Mais cette escarmouche n’est qu’une diversion : une colonne anglaise s’est introduite dans le port, profitant de la marée basse et de la trahison des sentinelles françaises qui y étaient postées. Alors que les Français sonnent le branle-bas de combat, des troupes anglaises réussissent à pénétrer dans la ville par une autre porte et occupent une grande partie des remparts. Enfin, une dernière colonne anglaise attaque depuis l’extérieur une troisième porte, la porte d’Anvers. Les défenseurs sont pris en tenaille.
Une bataille sanglante est lancée dans la rue d’Anvers.
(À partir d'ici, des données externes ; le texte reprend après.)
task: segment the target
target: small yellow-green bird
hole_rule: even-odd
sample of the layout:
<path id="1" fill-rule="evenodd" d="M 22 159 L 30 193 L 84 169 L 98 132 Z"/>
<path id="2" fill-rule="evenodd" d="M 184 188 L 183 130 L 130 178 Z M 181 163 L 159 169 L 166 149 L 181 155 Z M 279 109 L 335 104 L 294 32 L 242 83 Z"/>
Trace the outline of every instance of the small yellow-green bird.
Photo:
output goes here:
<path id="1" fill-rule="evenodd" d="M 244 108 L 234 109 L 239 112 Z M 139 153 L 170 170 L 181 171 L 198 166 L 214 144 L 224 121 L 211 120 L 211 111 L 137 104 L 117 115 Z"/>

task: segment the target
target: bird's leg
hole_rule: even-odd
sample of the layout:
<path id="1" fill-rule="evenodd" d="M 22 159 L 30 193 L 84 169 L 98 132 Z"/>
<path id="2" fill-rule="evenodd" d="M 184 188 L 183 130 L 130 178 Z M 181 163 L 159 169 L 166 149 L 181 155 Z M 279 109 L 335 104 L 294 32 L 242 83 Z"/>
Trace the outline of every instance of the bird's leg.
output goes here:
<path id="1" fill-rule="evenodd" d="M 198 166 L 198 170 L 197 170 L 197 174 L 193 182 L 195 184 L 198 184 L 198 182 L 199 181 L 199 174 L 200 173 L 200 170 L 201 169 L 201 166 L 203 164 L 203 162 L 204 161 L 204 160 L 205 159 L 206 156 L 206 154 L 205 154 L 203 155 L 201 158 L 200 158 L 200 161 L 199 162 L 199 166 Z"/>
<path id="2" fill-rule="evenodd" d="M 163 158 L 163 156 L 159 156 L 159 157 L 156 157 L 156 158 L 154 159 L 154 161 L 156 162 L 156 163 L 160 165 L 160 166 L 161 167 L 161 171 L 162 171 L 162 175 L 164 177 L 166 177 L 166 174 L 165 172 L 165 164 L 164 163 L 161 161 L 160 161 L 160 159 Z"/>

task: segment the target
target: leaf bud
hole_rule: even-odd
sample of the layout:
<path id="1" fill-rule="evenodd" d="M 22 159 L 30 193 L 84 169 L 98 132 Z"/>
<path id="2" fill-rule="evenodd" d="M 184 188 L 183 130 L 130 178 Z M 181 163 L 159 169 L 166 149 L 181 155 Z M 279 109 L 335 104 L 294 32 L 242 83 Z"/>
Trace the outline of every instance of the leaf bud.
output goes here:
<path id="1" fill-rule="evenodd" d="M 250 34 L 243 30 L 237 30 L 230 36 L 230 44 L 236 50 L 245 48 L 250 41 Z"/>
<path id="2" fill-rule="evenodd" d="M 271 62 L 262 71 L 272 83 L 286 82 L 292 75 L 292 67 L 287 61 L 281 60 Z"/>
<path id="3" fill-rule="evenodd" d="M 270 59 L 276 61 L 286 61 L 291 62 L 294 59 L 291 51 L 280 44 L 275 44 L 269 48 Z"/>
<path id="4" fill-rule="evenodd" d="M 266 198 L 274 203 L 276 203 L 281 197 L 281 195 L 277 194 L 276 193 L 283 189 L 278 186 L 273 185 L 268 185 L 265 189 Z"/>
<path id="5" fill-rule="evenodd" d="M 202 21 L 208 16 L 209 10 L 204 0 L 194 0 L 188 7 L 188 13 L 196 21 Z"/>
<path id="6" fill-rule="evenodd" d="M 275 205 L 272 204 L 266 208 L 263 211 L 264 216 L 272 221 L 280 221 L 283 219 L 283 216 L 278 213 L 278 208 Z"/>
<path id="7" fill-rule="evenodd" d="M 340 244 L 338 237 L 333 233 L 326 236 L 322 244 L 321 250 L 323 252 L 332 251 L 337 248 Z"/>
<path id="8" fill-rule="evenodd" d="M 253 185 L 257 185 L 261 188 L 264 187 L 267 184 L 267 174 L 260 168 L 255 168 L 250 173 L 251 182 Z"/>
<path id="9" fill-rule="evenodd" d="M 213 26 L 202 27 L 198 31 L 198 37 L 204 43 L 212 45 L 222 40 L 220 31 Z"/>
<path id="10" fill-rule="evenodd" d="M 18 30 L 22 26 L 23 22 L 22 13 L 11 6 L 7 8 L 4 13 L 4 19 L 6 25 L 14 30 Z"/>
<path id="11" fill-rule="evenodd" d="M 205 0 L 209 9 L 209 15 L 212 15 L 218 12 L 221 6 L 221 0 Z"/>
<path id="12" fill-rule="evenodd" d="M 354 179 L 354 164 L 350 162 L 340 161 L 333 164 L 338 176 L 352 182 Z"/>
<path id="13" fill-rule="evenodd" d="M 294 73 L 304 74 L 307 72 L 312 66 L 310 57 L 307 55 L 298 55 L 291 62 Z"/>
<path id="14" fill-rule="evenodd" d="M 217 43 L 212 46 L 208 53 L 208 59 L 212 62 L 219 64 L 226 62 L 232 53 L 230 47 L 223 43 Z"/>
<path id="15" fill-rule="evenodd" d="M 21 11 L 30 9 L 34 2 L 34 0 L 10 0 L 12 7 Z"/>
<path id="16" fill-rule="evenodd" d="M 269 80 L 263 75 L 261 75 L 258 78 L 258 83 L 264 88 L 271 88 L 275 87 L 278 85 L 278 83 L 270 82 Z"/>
Les Français réussissent à défendre la porte et à forcer les Anglais à se replier sur les remparts, « laissant la rue, les environs de la porte d’Anvers et le bastion 6 jonchés de morts et de mourans, et entre [leurs] mains beaucoup de prisonniers ». N’entendant plus les cris de victoire de leurs compatriotes, d’autres soldats anglais tentent de leur venir en aide en traversant les fossés gelés, mais la glace cède et ils ne peuvent traverser.
À 3h du matin, les combats sont répartis sur trois fronts : le port, les remparts et les alentours de la porte d’Anvers. La situation s’enlise. Les Français décident alors de tenter le tout pour le tout et lancent un assaut massif à l’aube. C’est ainsi qu’au port ils triomphent des défenses anglaises. Ne pouvant s’enfuir car la marée est désormais haute, leur commandant se rend pour « faire cesser cette inutile boucherie ». Dans la foulée, les Anglais présents sur les remparts déposent les armes, et les combats cessent petit à petit.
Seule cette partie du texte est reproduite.